Confidence in Hunting
A trophy hunter believes he can do it, and not in some cliché way. He actually believes he possesses all the right skills to find and arrow a giant deer. He trusts his decisions afield. He hunts in a relaxed manner while drawing from years of experience and a deep understanding of his prey. On any given day he expects to locate the biggest buck in the area. Having a couple big mounts on the wall back home certainly helps to boost his confidence.
One tenet in business is that success breeds success. Successful entrepreneurs often share a familiar story: It takes years of work and many failures to earn their first million dollars, but only a short time to earn their second million. Success in any arena requires confidence.
Newbie bowhunters often struggle with confidence simply because they haven’t arrowed anything big yet. People transitioning to the bow from the gun sometimes lose confidence when they realize just how difficult it is to close the distance on a cagey old buck rather than sniping it from 600 yards across a canyon.
During my first bowhunt, after spooking several bucks out of bow range, I remember looking down at my 80s-model hand-me-down bow and feeling completely helpless. What I didn’t realize was that I was learning a lot about deer behavior with every encounter. The next season I arrowed a little 4×4 buck that had me brimming with confidence.
Without confidence, you’ll continually second guess yourself. Which direction should I travel? Where should I sit in ambush? At this stage it’s helpful to have a mentor. If you don’t have a mentor, don’t despair; there are innumerable books, magazines, and online resources available that teach various hunting skills including locating, stalking, and field judging bucks.
Confidence increases as you learn about your prey and its behavior. Even before the season starts you need to get out there and put in some time scouting, tracking, and observing deer in their natural environment. The woods itself really is the best teacher. Learning how to identify big buck sign and habitat is key. No longer will you waste time in small deer habitat or nursery areas.
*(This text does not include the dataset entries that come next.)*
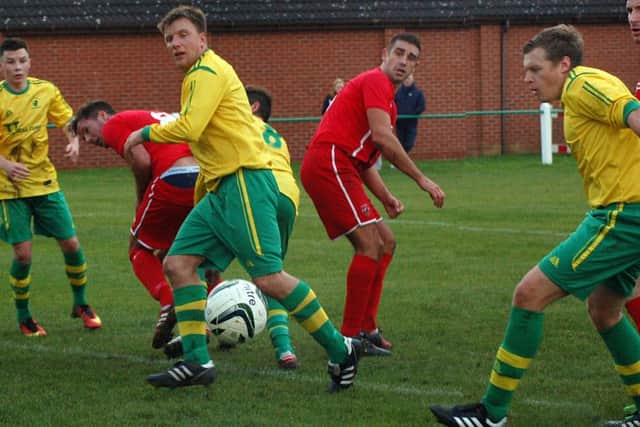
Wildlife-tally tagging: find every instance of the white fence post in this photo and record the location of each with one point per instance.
(545, 134)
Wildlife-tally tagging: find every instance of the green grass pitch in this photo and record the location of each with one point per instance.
(445, 305)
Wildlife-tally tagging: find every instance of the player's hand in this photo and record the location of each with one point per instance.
(72, 150)
(393, 206)
(15, 171)
(436, 193)
(135, 138)
(434, 190)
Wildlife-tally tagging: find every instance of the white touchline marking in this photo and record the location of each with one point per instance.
(360, 383)
(468, 227)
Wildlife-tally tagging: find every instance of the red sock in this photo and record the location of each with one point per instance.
(148, 269)
(362, 273)
(370, 322)
(633, 308)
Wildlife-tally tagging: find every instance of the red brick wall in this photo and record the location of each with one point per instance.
(460, 71)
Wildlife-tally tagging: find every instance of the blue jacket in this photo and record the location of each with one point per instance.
(410, 100)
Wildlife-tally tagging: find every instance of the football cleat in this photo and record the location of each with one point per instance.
(88, 316)
(630, 410)
(472, 415)
(164, 328)
(31, 328)
(378, 340)
(632, 420)
(288, 360)
(173, 349)
(368, 348)
(343, 374)
(184, 374)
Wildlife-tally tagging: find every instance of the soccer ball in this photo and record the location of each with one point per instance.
(236, 311)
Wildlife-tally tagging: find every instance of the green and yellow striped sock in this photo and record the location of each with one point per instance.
(20, 281)
(306, 309)
(623, 343)
(521, 342)
(190, 301)
(278, 327)
(76, 269)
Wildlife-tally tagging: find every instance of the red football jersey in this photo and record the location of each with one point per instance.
(116, 130)
(345, 122)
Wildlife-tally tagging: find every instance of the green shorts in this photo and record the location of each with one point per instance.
(50, 215)
(239, 220)
(286, 218)
(604, 249)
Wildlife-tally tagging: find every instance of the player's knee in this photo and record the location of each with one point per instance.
(172, 268)
(526, 296)
(71, 245)
(603, 316)
(23, 256)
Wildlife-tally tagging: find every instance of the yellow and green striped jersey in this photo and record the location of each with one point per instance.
(24, 138)
(278, 152)
(596, 106)
(216, 120)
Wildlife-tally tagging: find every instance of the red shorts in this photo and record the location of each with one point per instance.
(333, 182)
(166, 203)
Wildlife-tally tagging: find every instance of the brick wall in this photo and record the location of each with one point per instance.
(460, 71)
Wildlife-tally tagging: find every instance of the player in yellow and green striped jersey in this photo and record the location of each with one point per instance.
(29, 190)
(600, 261)
(237, 218)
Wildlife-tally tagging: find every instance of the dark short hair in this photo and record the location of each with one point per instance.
(558, 41)
(90, 110)
(12, 44)
(405, 37)
(192, 13)
(260, 94)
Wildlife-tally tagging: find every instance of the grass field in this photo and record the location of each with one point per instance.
(445, 304)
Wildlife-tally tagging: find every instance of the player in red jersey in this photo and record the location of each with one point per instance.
(165, 176)
(355, 130)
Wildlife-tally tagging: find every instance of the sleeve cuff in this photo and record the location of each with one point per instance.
(629, 108)
(146, 132)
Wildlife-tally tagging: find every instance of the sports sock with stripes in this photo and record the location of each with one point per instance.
(521, 342)
(20, 281)
(623, 343)
(190, 301)
(278, 327)
(76, 269)
(306, 309)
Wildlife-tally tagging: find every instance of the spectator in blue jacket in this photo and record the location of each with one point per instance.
(410, 101)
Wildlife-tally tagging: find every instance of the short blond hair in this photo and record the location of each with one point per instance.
(192, 13)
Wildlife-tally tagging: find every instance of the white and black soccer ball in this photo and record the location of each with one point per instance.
(236, 311)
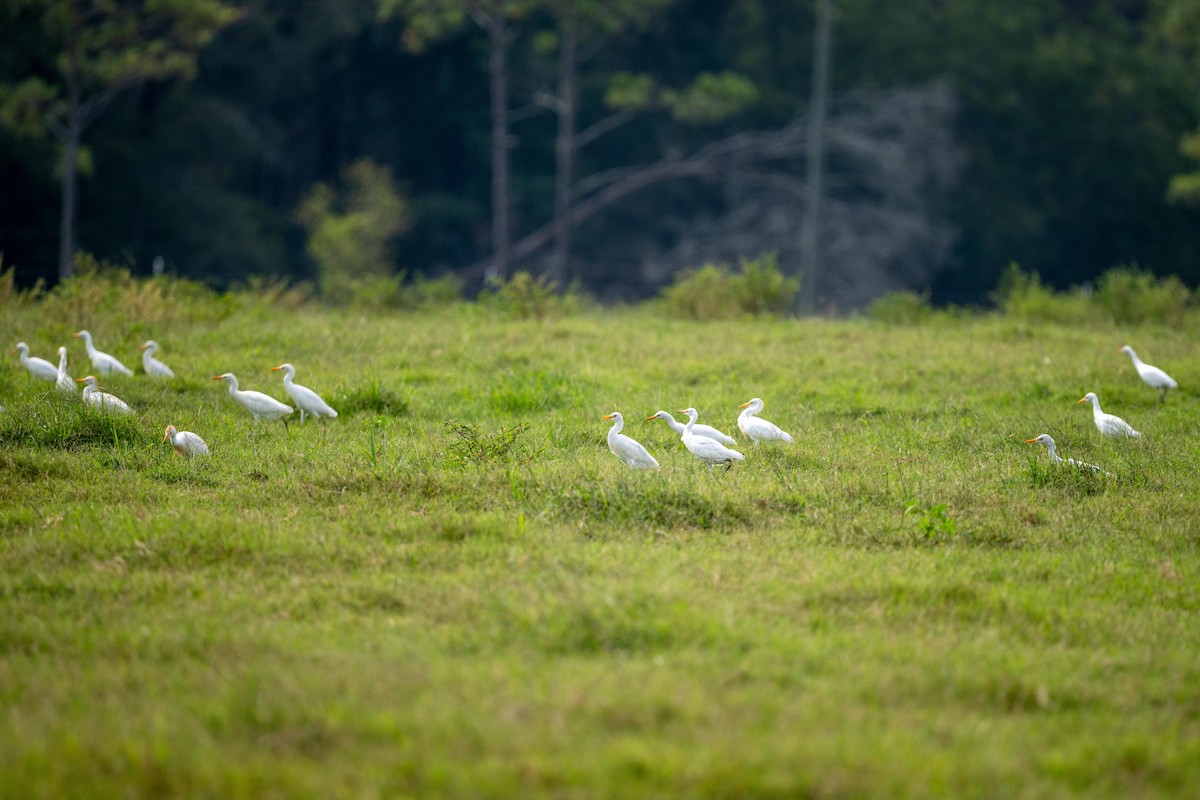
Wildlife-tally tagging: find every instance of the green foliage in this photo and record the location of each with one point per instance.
(1125, 295)
(352, 234)
(1131, 295)
(901, 308)
(478, 449)
(715, 292)
(527, 296)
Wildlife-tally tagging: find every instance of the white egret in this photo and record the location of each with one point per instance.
(102, 401)
(262, 407)
(37, 367)
(706, 431)
(629, 451)
(153, 366)
(185, 443)
(707, 450)
(307, 401)
(103, 362)
(1108, 423)
(1151, 376)
(1048, 441)
(63, 380)
(760, 429)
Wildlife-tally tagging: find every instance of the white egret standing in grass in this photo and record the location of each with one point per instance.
(1151, 376)
(709, 451)
(307, 401)
(102, 401)
(1108, 423)
(105, 364)
(185, 443)
(63, 380)
(37, 367)
(1048, 443)
(629, 451)
(262, 407)
(706, 431)
(153, 366)
(760, 429)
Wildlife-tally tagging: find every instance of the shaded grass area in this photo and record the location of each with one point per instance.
(906, 602)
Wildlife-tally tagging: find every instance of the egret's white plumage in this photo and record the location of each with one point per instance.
(706, 431)
(37, 367)
(630, 452)
(709, 451)
(759, 429)
(185, 443)
(1110, 425)
(1151, 376)
(153, 366)
(262, 407)
(105, 364)
(102, 401)
(63, 380)
(1048, 441)
(307, 401)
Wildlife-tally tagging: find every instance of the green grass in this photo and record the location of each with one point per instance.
(906, 602)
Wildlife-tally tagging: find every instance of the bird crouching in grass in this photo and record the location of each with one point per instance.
(630, 452)
(1045, 440)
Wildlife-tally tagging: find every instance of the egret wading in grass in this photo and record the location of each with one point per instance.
(153, 366)
(759, 429)
(39, 368)
(261, 407)
(707, 450)
(1150, 374)
(1055, 458)
(706, 431)
(63, 380)
(99, 400)
(629, 451)
(1110, 425)
(105, 364)
(185, 443)
(307, 401)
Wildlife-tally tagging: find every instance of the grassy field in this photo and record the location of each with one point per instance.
(905, 602)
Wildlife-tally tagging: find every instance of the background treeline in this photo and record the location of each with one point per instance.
(352, 144)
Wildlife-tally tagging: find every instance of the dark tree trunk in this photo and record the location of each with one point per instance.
(564, 145)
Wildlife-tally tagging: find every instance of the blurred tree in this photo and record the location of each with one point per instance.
(1181, 22)
(101, 48)
(352, 229)
(432, 19)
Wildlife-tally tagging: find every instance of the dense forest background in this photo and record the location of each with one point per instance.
(641, 138)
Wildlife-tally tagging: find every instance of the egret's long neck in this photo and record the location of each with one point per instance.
(675, 425)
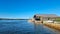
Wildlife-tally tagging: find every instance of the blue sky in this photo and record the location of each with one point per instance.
(27, 8)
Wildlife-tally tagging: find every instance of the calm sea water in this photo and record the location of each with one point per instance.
(22, 27)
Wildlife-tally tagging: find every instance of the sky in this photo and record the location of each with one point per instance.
(28, 8)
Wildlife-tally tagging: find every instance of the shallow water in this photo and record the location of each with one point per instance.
(22, 27)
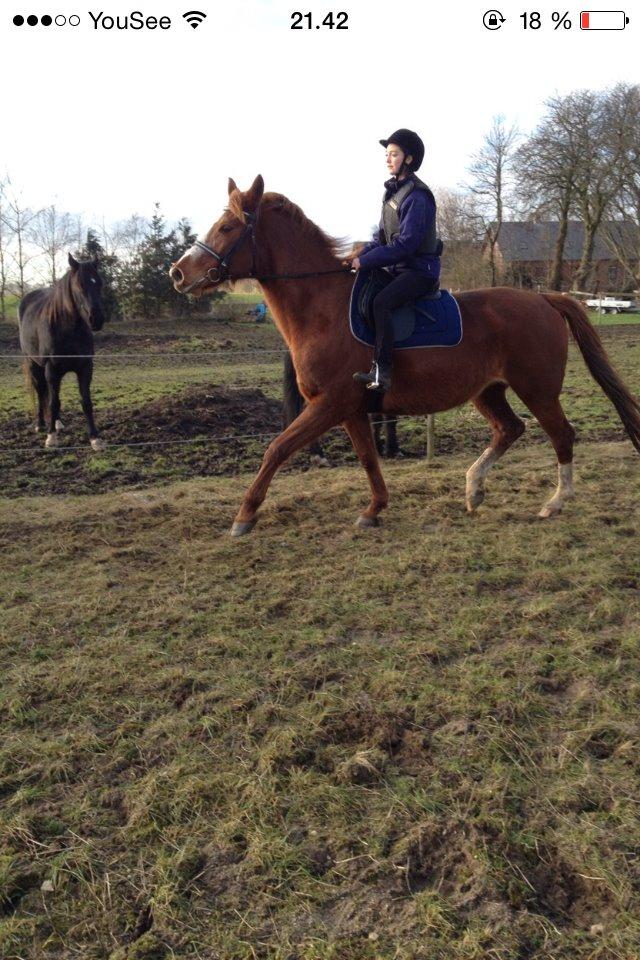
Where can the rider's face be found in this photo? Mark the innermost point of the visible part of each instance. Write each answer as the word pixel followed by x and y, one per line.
pixel 395 157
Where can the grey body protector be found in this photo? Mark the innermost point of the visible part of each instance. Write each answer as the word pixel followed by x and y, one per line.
pixel 391 215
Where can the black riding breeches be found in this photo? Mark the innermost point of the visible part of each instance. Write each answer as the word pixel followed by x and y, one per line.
pixel 406 287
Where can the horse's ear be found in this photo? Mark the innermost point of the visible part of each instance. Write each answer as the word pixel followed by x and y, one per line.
pixel 254 194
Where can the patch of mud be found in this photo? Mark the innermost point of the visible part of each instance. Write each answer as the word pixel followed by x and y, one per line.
pixel 146 445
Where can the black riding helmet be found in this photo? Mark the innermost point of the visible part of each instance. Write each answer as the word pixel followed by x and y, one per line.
pixel 411 143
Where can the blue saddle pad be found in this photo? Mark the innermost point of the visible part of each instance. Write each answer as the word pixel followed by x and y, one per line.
pixel 431 321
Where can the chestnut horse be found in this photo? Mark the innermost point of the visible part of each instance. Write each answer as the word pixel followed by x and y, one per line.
pixel 512 338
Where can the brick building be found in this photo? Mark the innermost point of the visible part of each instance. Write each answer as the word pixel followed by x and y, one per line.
pixel 525 253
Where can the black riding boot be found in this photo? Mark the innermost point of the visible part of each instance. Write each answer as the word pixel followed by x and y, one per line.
pixel 378 378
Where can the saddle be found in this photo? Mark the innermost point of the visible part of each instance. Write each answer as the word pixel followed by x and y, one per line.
pixel 432 320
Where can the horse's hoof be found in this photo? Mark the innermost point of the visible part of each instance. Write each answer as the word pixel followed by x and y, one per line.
pixel 474 501
pixel 240 527
pixel 549 511
pixel 366 522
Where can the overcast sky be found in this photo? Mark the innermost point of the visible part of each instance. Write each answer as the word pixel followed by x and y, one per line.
pixel 106 122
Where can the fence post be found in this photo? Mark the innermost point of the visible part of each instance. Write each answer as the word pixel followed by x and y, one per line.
pixel 431 437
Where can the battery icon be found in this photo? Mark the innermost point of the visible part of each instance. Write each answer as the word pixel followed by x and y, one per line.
pixel 603 20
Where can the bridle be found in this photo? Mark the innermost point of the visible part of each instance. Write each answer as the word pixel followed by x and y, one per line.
pixel 221 271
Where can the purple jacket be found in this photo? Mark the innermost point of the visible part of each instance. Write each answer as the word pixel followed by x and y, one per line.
pixel 416 216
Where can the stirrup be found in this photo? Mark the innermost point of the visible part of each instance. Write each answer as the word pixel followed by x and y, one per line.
pixel 381 381
pixel 367 377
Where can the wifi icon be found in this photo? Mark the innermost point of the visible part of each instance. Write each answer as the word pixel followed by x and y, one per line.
pixel 194 17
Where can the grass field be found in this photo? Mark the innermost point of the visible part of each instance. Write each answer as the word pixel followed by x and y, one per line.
pixel 317 743
pixel 314 743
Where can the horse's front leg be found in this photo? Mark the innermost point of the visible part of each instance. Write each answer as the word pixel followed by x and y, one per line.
pixel 316 418
pixel 53 379
pixel 85 375
pixel 359 429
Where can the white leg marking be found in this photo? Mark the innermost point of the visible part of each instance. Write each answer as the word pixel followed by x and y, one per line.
pixel 564 490
pixel 475 478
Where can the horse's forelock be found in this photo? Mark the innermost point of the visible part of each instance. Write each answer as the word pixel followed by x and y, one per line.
pixel 235 205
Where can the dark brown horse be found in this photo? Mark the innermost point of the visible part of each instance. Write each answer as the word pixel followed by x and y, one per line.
pixel 56 337
pixel 512 338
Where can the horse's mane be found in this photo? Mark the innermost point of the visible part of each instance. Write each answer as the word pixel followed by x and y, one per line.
pixel 60 309
pixel 334 246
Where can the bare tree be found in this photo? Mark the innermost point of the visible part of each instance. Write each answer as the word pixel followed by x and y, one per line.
pixel 17 218
pixel 459 225
pixel 607 129
pixel 4 243
pixel 547 165
pixel 490 180
pixel 52 232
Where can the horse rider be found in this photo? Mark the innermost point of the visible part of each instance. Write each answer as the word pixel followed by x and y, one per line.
pixel 406 246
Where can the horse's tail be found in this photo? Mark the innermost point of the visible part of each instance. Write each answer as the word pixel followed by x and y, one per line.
pixel 292 399
pixel 28 379
pixel 599 364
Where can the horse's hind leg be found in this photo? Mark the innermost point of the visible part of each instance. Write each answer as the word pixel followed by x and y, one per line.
pixel 506 426
pixel 551 417
pixel 85 375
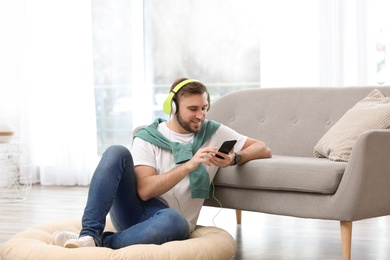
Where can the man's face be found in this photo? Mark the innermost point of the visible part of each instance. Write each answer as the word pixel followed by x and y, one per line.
pixel 192 112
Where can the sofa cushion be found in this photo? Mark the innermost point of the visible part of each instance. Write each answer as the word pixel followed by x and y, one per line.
pixel 303 174
pixel 372 112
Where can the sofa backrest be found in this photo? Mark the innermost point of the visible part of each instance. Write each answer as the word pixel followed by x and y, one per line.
pixel 289 120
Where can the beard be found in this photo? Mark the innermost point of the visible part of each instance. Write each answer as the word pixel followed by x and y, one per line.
pixel 187 126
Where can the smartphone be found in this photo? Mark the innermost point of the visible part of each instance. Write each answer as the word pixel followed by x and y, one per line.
pixel 226 147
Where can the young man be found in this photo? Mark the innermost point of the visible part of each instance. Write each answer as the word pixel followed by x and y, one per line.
pixel 155 193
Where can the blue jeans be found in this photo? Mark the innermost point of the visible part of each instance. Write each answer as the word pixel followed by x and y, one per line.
pixel 113 189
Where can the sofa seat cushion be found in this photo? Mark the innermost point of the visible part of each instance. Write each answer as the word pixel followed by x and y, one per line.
pixel 301 174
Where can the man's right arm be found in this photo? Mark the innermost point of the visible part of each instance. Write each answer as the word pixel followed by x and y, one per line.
pixel 150 184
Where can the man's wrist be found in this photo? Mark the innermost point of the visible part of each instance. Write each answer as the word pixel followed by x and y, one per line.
pixel 236 159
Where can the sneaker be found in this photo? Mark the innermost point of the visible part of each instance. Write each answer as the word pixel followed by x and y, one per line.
pixel 86 241
pixel 60 237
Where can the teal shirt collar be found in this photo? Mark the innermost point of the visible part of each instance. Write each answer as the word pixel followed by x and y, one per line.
pixel 199 178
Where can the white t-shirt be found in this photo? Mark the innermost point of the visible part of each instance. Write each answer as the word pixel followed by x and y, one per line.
pixel 179 197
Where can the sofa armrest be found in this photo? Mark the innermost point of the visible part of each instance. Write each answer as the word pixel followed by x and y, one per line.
pixel 364 190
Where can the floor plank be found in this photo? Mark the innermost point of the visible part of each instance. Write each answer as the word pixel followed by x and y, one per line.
pixel 260 236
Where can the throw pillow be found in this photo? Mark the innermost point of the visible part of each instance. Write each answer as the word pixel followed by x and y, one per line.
pixel 372 112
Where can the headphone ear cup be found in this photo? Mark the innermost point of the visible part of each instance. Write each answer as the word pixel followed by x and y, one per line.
pixel 173 107
pixel 167 106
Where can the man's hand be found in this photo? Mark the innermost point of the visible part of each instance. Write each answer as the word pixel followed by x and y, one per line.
pixel 226 161
pixel 203 155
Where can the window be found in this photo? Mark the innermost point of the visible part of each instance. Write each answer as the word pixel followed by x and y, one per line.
pixel 216 42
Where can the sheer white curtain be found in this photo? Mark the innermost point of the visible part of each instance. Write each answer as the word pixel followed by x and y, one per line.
pixel 58 118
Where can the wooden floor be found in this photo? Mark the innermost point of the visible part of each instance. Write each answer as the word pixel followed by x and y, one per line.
pixel 260 236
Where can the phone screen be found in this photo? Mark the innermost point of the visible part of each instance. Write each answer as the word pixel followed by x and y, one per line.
pixel 226 147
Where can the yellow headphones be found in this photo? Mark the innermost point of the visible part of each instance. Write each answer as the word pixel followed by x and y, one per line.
pixel 169 105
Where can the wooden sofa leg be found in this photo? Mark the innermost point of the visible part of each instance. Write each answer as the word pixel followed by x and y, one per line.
pixel 346 238
pixel 238 216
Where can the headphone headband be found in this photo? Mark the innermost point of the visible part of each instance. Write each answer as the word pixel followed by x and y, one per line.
pixel 167 106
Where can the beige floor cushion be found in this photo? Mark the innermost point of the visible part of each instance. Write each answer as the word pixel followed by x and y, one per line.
pixel 34 244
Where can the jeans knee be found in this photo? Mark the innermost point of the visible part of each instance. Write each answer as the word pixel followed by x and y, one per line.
pixel 176 223
pixel 117 150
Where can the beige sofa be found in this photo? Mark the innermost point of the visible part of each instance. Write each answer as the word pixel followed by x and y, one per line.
pixel 293 122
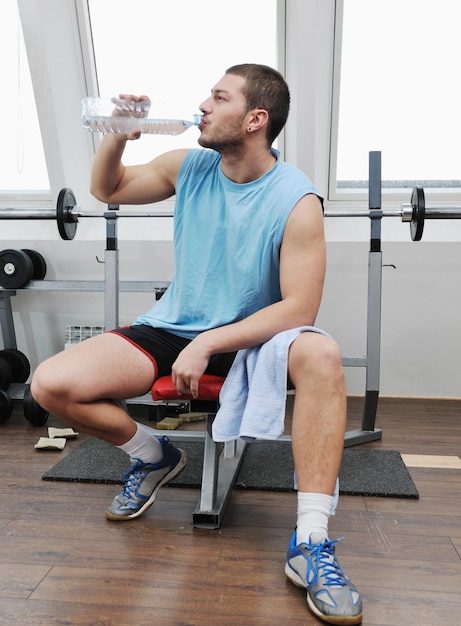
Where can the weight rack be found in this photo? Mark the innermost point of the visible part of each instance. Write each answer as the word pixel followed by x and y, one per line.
pixel 112 286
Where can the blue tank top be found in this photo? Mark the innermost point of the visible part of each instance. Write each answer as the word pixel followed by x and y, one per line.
pixel 227 239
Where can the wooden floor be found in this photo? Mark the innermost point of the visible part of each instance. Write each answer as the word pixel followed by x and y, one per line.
pixel 62 562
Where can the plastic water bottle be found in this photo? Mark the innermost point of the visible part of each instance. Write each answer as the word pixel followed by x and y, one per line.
pixel 120 115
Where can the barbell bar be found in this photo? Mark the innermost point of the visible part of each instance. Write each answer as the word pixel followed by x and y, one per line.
pixel 67 213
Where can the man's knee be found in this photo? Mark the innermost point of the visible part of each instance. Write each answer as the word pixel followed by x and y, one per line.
pixel 314 354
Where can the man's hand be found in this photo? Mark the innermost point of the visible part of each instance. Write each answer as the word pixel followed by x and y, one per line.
pixel 129 105
pixel 188 368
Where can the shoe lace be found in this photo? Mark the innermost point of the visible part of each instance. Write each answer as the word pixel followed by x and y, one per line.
pixel 326 564
pixel 131 478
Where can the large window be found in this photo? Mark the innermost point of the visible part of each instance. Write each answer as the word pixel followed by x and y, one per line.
pixel 176 51
pixel 22 160
pixel 398 91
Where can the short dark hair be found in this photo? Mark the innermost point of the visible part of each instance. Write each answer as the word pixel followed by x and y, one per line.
pixel 265 88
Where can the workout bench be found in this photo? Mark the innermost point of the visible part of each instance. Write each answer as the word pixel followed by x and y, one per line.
pixel 221 462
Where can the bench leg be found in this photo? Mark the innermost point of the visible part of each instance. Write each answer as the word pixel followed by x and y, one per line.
pixel 220 469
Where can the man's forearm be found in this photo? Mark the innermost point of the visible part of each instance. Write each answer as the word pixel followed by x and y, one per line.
pixel 107 169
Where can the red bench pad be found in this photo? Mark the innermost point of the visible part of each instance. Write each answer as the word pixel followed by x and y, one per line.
pixel 208 389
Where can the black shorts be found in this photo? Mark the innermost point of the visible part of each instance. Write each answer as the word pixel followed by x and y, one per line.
pixel 163 347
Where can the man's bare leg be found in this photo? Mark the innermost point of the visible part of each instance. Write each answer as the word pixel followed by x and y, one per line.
pixel 80 386
pixel 319 422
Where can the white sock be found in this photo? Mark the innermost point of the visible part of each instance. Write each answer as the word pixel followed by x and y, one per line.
pixel 143 446
pixel 313 514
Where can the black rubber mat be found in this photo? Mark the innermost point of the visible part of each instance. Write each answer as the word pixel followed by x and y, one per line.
pixel 267 466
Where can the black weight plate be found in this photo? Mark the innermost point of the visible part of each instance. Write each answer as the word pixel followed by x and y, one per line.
pixel 6 406
pixel 18 362
pixel 6 375
pixel 16 269
pixel 38 262
pixel 418 215
pixel 67 223
pixel 33 412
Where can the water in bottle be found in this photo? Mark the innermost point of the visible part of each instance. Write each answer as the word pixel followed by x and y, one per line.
pixel 121 115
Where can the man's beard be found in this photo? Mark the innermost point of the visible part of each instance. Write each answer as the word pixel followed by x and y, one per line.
pixel 230 141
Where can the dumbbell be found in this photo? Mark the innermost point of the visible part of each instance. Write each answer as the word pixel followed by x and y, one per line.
pixel 33 412
pixel 18 267
pixel 14 367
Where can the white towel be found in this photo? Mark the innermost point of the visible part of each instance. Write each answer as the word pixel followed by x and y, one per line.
pixel 253 396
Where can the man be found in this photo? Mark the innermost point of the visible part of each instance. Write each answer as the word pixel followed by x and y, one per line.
pixel 250 264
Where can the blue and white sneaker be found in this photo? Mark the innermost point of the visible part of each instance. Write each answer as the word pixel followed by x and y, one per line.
pixel 143 481
pixel 331 595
Before I ever bagged a real trophy buck I thought I was a decent bowhunter. It wasn’t until I went up against a true 200-incher that I realized how little I knew. Trophy bucks act completely different than smaller bucks; they really are entirely different animals. For two years I played catch up, reading everything I could find on mule deer while simultaneously spending more days afield. It finally paid off and I got my trophy. Now, when I enter the woods I truly believe I can find and harvest a trophy buck with some level of consistency.
Confidence in Archery
Confidence plays an important role in shooting skills too. You’ll be lucky to get one shot in a season, so you need to be intimately familiar with your bow. I recommend shooting your bow year-round in order to maintain your shooting muscles and maintain your effective range. Everything, from loading an arrow to drawing your bow undetected should become automatic.
Finally, confident hunters know when to pull out. What if your honey hole dries up or is overrun with other hunters? This happens all the time, so you need to have the confidence to abandon your traditional hunting area and find a brand new one.
When I set my annual goal to harvest a trophy, I envision a real monster buck with huge mass and wide-sweeping antlers. I am confident that at least one giant, stud-buck lives in every unit of my state. I just have to find it. I can set such lofty goals because I know I will consciously and subconsciously do things every day to reach my goal.
The difficulty inherent in bowhunting may lead you to believe that trophy deer are impossible to hunt. Sometimes we elevate these animals to mystical levels, viewing them as unhuntable specters of the woods. Big bucks might be masters of survival, but they’re still just big, stinky animals. When they bust out and fly away from us with incredible speed and majesty, they still have to go somewhere. As quickly as they disappear, they reappear somewhere else. Go out and find them. You are a good hunter; you can do it!